Menurut anggota DPR RI dari Fraksi Gerindra, Azis Subekti, kepada media di Jakarta, Selasa (17/2/2026), logika semacam ini bukan hanya dangkal—ia berbahaya. Ia menciptakan dikotomi palsu yang menyesatkan arah berpikir publik.
“Saya ingin mengatakan ini dengan terang: membandingkan anggaran MBG dengan gaji guru adalah kekeliruan kategoris. Itu seperti membandingkan hak anak dan hak orang tua. Keduanya berdiri dalam satu ekosistem etis yang sama. Mengadu keduanya berarti merusak fondasi rumah yang sedang kita bangun bersama,” ujar dia.
Dia mengatakan, pendidikan telah lama menjadi mandat konstitusional, dengan alokasi minimal 20 persen APBN yang dikelola melalui Kementerian Pendidikan Dasar dan Menengah, Kementerian Kebudayaan, Kementerian Pendidikan Tinggi, Sains dan Teknologi dan berbagai lembaga terkait.
“Angka itu bukan sekadar statistik fiskal; ia adalah pernyataan politik bahwa masa depan bangsa tidak boleh dinegosiasikan,” ujar dia.
Namun, dia mengingatkan hendaknya kita juga harus jujur membaca struktur anggaran tersebut. Sebagian besar terserap untuk belanja pegawai, terutama gaji dan tunjangan guru. Ini bukan sesuatu yang keliru—guru adalah jantung pendidikan.
Dia menegaskan, tanpa kesejahteraan yang layak, sulit mengharapkan dedikasi yang berkelanjutan. Tetapi kesejahteraan saja tidak cukup. Distribusi guru masih timpang. Pelatihan belum sepenuhnya berbasis praktik terbaik. “Infrastruktur di banyak wilayah 3T masih menyisakan ruang kelas rusak, sanitasi minim, dan akses internet terbatas,” ujar dia.

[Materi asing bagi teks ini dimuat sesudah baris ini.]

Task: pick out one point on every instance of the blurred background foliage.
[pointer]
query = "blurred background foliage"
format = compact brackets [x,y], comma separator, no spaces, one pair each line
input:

Di sisi lain, kata dia, persoalan gizi anak tetap menjadi fakta yang tidak bisa kita abaikan. Agenda peningkatan kualitas kesehatan generasi muda, yang selama ini juga menjadi perhatian Kementerian Kesehatan Republik Indonesia, menegaskan bahwa stunting dan anemia bukan sekadar isu medis—ia adalah isu produktivitas nasional. “Anak yang kekurangan gizi tidak hanya tumbuh lebih pendek; ia berisiko kehilangan sebagian potensi kognitifnya,” tutur dia.
Azis berpendapat, di sinilah MBG menemukan landasan moral dan rasionalnya. Tubuh dan pikiran bukan dua entitas yang bisa dipisahkan dalam desain kebijakan publik.
Guru terbaik sekalipun akan menghadapi batas jika muridnya datang ke kelas dengan energi yang terkuras oleh lapar. Sebaliknya, anak yang kenyang tetapi tidak dibimbing oleh guru kompeten juga akan kehilangan arah.
“Maka mempertentangkan MBG dan pendidikan bukanlah sikap kritis; ia justru menunjukkan kegagalan memahami ekosistem pembangunan manusia,” kata dia.